Lissette Villa falleció alrededor de las 20:00 horas del martes 12 de abril de 2016. Se encontraba en el Centro de Reparación Especializada de Administración Directa (Cread) Galvarino, un inmueble dependiente del Sename. En el momento de su muerte, Lissette estaba a punto de cumplir 12 años, una edad que, según se le había dicho, implicaría su traslado a otro centro más "duro" en Pudahuel, lo que le generaba gran angustia.
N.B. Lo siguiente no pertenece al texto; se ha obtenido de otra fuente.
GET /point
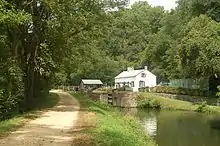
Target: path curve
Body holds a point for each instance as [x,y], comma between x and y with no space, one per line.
[53,128]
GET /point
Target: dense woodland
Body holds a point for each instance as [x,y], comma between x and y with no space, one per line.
[58,42]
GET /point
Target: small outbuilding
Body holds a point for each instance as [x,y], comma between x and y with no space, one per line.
[90,84]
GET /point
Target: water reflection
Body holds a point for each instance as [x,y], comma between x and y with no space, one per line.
[175,128]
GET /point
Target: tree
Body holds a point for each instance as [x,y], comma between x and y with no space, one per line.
[199,50]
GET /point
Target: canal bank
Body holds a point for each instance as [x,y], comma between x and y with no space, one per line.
[113,128]
[177,128]
[151,100]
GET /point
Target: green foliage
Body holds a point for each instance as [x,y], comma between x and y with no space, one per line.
[181,91]
[104,89]
[112,127]
[125,88]
[144,89]
[202,107]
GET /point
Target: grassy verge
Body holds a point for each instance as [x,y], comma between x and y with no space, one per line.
[153,100]
[113,129]
[19,120]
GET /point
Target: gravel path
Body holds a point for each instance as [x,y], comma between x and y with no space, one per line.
[53,128]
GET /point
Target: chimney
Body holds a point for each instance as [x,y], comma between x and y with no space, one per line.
[130,68]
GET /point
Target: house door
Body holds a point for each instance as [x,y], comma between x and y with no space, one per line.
[141,84]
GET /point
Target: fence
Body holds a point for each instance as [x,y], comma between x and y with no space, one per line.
[68,88]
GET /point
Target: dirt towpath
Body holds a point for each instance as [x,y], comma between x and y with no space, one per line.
[52,128]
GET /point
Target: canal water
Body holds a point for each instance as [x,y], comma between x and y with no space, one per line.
[177,128]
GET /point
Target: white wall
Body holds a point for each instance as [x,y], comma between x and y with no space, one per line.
[150,80]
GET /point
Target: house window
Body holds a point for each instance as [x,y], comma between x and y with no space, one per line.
[132,84]
[143,75]
[141,84]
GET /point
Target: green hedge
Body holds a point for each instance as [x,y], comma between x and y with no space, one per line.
[125,88]
[144,89]
[181,91]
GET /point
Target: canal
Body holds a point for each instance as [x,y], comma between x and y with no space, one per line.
[177,128]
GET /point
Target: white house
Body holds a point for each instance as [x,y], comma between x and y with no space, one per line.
[136,79]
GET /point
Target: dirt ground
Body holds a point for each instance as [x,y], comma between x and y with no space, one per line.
[62,125]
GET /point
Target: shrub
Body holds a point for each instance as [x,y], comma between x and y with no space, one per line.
[125,88]
[104,89]
[181,91]
[202,107]
[144,89]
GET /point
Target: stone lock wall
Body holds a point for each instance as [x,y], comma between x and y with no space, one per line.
[125,99]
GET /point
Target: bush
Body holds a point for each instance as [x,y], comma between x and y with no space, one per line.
[125,88]
[202,107]
[181,91]
[104,89]
[144,89]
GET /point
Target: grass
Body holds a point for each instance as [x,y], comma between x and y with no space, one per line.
[112,128]
[173,104]
[19,120]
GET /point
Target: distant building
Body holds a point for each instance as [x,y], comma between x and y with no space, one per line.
[136,79]
[90,84]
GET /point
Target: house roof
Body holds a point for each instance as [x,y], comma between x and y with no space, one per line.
[133,73]
[92,82]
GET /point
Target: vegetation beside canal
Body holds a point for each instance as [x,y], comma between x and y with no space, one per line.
[150,100]
[19,120]
[113,128]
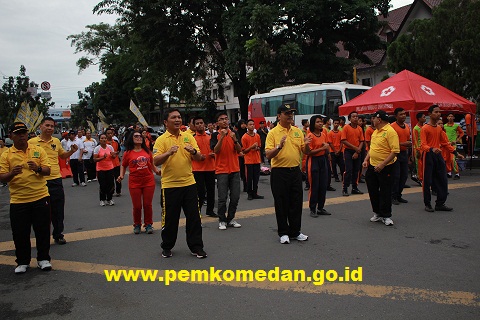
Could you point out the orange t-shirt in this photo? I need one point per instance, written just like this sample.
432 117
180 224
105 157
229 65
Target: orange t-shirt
403 134
203 141
352 135
468 121
253 156
317 142
434 137
116 147
335 138
226 161
368 136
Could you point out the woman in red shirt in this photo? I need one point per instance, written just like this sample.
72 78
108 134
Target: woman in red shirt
141 183
317 166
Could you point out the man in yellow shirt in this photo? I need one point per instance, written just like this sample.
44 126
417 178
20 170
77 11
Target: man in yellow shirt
54 149
174 150
284 146
384 148
24 166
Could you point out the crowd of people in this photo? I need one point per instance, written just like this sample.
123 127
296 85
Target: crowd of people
193 160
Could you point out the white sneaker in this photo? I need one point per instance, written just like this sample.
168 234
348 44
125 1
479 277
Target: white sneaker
234 224
44 265
284 239
21 268
388 221
301 237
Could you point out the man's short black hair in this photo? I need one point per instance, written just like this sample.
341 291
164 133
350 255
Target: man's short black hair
419 115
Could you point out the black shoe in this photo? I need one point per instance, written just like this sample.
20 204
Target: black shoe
429 208
200 254
166 253
212 214
401 200
442 208
323 212
60 241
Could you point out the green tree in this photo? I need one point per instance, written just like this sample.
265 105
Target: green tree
183 41
443 48
15 91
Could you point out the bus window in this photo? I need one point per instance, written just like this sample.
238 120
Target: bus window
334 100
353 93
273 103
320 102
306 103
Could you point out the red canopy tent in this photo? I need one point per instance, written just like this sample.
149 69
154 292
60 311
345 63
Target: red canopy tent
409 91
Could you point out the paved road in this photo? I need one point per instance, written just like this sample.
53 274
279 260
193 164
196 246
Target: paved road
425 266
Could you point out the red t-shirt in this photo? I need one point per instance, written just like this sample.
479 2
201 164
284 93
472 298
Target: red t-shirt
140 166
253 156
203 141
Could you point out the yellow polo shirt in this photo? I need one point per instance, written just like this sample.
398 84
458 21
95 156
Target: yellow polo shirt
27 186
384 141
289 155
177 170
53 148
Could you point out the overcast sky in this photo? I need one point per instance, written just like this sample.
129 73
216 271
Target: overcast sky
33 33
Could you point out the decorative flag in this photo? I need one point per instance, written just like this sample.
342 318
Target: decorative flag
137 113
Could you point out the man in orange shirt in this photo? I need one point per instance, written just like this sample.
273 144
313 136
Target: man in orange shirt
435 171
204 170
226 146
400 167
352 139
471 126
116 161
336 149
251 148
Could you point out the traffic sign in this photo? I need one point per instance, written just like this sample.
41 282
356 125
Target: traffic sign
45 85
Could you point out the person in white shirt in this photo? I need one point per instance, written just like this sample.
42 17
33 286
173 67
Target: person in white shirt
87 156
76 161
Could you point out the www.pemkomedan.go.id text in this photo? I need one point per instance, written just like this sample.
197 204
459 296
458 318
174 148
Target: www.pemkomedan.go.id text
317 277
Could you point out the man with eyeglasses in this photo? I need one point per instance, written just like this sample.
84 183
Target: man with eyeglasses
284 146
226 147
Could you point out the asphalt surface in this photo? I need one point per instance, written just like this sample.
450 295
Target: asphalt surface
425 266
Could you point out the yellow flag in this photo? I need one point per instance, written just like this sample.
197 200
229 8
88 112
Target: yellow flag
137 113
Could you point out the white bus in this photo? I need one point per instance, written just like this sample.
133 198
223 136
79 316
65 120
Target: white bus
309 99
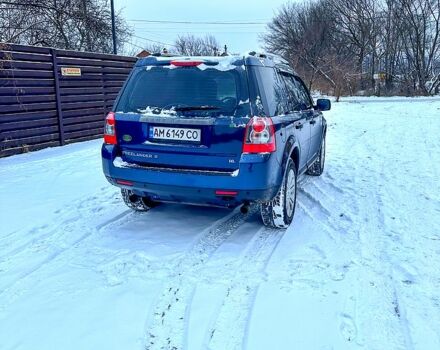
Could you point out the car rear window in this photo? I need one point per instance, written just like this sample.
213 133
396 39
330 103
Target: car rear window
166 88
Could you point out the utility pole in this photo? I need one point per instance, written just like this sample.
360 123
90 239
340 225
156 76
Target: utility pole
113 27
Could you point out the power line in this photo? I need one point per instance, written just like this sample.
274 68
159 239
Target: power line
153 41
197 22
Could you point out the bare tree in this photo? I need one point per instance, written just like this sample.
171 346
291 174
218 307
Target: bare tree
351 44
422 42
83 25
191 45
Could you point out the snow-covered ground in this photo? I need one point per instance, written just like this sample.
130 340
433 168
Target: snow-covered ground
359 268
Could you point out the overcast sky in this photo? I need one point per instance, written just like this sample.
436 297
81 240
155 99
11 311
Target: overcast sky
248 19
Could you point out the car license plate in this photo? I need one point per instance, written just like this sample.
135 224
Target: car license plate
179 134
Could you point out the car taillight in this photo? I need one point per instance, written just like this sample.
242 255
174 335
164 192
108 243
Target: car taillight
259 136
110 129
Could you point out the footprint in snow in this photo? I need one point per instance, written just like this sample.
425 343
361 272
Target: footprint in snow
347 327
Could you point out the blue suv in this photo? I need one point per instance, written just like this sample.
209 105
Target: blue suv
216 131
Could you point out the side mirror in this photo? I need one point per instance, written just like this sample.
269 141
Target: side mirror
323 104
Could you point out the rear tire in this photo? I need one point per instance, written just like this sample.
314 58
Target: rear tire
279 212
135 202
317 168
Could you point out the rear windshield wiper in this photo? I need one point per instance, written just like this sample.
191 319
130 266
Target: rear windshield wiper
195 108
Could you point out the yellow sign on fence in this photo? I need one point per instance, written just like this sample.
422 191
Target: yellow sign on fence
70 72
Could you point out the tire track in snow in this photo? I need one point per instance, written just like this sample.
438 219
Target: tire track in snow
228 329
13 290
167 327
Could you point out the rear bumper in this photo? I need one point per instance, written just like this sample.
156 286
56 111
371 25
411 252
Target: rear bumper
256 179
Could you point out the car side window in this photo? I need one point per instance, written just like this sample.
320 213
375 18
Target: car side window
275 94
294 96
303 93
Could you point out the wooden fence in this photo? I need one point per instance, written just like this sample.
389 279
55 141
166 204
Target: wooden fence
51 97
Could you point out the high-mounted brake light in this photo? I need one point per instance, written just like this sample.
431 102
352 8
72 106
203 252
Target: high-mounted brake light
259 136
110 129
186 63
124 182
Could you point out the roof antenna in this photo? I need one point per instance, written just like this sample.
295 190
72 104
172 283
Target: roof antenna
225 53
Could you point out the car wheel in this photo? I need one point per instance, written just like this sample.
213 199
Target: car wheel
317 168
135 202
279 212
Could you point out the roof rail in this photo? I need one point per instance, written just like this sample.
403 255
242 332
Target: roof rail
270 56
162 54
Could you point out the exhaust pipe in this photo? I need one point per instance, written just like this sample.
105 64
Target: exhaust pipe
245 208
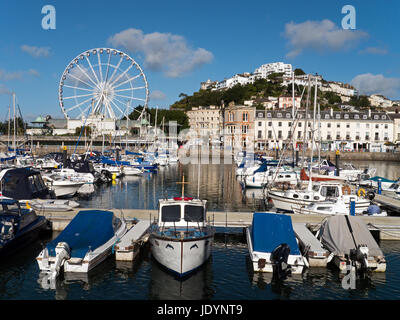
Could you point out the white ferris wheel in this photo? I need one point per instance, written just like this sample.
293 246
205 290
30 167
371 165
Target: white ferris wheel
103 82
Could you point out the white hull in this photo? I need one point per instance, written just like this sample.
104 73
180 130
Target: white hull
296 262
286 204
66 189
91 259
181 256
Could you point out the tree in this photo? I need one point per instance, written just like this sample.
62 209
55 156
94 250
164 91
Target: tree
299 72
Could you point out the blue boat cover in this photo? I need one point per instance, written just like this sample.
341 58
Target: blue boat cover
88 228
376 178
269 230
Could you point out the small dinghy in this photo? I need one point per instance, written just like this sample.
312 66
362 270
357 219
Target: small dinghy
83 244
19 227
273 246
351 243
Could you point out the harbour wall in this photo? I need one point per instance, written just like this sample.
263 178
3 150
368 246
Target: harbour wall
387 227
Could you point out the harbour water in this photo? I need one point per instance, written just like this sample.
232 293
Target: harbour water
226 276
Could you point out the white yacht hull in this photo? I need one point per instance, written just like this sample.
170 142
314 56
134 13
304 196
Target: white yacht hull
286 204
296 262
181 255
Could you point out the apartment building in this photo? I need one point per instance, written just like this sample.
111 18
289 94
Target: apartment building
206 121
239 126
359 131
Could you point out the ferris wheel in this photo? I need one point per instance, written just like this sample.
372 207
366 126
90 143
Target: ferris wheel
104 82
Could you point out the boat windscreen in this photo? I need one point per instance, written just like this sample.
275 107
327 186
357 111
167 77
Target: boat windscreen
171 213
194 213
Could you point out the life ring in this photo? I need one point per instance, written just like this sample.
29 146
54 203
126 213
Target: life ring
361 191
346 190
Versiones iniciales y revelaciones posteriores

Inicialmente, la entonces directora del Sename, Marcela Labraña, en una conferencia de prensa, atribuyó la muerte de Lissette a los traumas de un abuso sexual familiar y a la angustia por la imposibilidad de que su madre la visitara. Sin embargo, el psiquiatra y especialista en neurociencias clínicas, Rodrigo Paz, contactado por el equipo que veía a la menor un mes antes de su deceso, fue enfático en asegurar que Lissette estaba sobremedicada y que la combinación de psicofármacos era peligrosa.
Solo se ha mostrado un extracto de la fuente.